On the other hand, an annular washer 260 is provided on the upper surface 25a of the support bearing 25 as a means for reducing the coefficient of friction with the protrusion 22a. The washer 260 is formed in a plate shape and has a wave (WAVE) shape so that the surface has a wave shape. Therefore, the washer 260 is not in surface contact with the protrusion 22a of the rotor 22 and the upper surface 25a of the support bearing 25 to form a space portion 261 through which oil can be filled in the bent portion. As a result, a part of the oil pumped by the oil pick-up device 34 accumulates in this space portion 261.

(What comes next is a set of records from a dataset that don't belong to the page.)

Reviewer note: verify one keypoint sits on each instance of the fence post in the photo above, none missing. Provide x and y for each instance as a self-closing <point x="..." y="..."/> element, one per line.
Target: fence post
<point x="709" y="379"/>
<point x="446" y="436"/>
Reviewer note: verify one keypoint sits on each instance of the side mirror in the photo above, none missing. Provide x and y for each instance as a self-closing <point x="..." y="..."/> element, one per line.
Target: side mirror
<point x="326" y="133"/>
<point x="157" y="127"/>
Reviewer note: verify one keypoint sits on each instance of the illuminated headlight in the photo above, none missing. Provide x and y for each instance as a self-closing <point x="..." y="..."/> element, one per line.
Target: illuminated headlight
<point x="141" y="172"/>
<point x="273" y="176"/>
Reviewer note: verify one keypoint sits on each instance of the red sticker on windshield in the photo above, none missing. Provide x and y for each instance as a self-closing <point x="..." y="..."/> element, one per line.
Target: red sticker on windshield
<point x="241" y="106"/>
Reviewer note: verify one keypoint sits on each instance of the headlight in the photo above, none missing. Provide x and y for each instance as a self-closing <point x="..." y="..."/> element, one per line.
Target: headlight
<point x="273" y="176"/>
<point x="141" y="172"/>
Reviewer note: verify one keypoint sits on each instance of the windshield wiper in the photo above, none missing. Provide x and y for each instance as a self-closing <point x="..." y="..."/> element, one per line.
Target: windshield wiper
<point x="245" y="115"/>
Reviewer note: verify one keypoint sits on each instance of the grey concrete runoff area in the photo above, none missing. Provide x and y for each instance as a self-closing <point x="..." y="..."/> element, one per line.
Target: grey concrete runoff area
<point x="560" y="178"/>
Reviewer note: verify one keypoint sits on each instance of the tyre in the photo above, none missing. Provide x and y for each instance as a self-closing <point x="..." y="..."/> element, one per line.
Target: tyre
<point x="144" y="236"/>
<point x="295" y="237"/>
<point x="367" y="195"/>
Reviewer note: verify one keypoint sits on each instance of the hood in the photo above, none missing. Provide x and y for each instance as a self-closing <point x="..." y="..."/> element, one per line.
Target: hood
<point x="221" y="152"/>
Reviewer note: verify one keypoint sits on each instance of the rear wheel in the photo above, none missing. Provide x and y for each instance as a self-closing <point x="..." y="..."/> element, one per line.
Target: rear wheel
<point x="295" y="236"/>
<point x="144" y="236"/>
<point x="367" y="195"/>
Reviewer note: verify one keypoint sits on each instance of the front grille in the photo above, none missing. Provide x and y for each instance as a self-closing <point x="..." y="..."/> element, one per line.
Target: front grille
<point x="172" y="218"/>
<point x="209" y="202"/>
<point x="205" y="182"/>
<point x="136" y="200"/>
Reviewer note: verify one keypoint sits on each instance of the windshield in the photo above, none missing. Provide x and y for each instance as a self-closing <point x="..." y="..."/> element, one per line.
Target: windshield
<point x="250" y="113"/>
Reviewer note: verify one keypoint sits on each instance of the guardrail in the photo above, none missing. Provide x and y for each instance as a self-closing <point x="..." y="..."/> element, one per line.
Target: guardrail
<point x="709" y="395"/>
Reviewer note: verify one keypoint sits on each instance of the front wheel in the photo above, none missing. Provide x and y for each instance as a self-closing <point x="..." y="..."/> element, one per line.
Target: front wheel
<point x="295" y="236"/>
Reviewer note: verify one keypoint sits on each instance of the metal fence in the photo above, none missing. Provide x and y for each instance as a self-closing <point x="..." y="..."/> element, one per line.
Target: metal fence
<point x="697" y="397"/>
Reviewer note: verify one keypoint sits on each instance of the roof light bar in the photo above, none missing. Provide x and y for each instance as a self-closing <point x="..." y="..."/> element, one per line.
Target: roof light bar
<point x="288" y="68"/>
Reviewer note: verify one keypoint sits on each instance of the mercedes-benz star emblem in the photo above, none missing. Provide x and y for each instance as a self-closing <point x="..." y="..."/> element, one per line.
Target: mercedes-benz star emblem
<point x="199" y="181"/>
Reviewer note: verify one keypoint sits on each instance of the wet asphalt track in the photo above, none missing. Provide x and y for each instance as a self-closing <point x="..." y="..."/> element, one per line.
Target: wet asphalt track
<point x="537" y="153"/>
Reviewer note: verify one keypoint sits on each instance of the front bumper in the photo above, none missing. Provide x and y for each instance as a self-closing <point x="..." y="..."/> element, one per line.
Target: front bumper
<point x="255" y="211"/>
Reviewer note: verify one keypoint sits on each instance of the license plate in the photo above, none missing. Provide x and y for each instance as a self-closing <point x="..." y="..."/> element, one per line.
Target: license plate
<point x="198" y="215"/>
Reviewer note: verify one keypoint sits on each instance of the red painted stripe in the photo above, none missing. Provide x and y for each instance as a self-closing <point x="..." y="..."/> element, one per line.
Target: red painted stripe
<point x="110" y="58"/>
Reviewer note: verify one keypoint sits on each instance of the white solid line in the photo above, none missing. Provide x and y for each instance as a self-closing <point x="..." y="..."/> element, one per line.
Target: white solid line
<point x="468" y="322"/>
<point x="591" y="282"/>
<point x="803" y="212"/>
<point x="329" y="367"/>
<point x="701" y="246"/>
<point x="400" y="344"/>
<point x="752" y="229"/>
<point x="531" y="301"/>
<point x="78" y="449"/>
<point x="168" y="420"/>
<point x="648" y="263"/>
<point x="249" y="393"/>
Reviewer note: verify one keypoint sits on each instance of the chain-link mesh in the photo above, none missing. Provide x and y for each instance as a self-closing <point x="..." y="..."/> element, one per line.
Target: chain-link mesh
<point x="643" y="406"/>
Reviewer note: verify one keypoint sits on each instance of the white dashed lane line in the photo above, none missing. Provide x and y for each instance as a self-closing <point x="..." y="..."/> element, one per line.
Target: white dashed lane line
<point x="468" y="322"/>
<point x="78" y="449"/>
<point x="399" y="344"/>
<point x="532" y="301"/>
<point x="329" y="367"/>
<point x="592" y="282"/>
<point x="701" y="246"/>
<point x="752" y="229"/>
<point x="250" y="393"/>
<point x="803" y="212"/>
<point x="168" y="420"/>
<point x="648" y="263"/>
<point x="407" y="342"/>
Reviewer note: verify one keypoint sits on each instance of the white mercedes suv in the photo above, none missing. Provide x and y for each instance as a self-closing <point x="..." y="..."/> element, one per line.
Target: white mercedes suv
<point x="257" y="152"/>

Next will be described the operation of the reciprocating compressor according to the present invention configured as described above. When power is applied to the stator 21, a storage is formed and the rotor 22 supported by the support bearing 25 rotates to interact with it. In addition, while the rotating shaft 23 coupled to the rotor 22 and the oil pickup device 34 attached to the end rotate together, the refrigerant is sucked and compressed and discharged to the outside, and oil is supplied to each sliding part to provide a cooling action and Lubrication is carried out simultaneously. Therefore, oil is also supplied between the wave-shaped washer 260 and the upper surface 25a of the support bearing 25, which flows through the waved washer 260 and the upper surface 25a of the support bearing 25. The washer 260 is filled in the space 261 formed by the gap between the bent portion and the upper surface 25a. At this time, the oil filled in the space 261 is viscous, and the oil film pressure is formed on the upper surface 25a of the support bearing 25 as the washer 260 rotates.

That is, the oil in the bent portion is distributed by the pressure of the rotating friction of the washer 260 that rotates continuously, by this pressure to prevent direct contact of the support bearing 260. As a result, the upper surface 25a of the support bearing 25 and the washer 260 are in a fluid lubrication state completely separated by oil, thereby reducing the friction coefficient between the rotor 22 and the support bearing 25. As a result, the rotor 22 can rotate smoothly.

As described in detail above, the reciprocating compressor according to the present invention is provided with a wave washer on the upper surface of the support bearing for supporting the rotor from the bottom. Therefore, the bent portion of the washer and the oil filling space are formed on the upper surface of the support bearing, thereby maintaining the fluid lubrication state on the washer and the upper surface of the support bearing, thereby reducing the friction coefficient. There is an advantage to be improved.

Claims (1)

An airtight container (10) in which oil is stored at a bottom, a stator (21) mounted inside the airtight container (10) to form a magnetic field, a rotor (22) rotating in interaction with the stator (21), and the ash Support bearing 25 for supporting the electrons 22 to rotate, the rotating shaft 23 coupled to the rotor 22 to rotate, the power is received from the rotating shaft 23 to suck the refrigerant to compress and discharge In the reciprocating compressor having a compression section 30, the upper surface 25a of the support bearing 25 in contact with the rotor 22 to form a space portion 261 filled with oil to form a wave shape Reciprocating compressor, characterized in that the washer (260) is provided.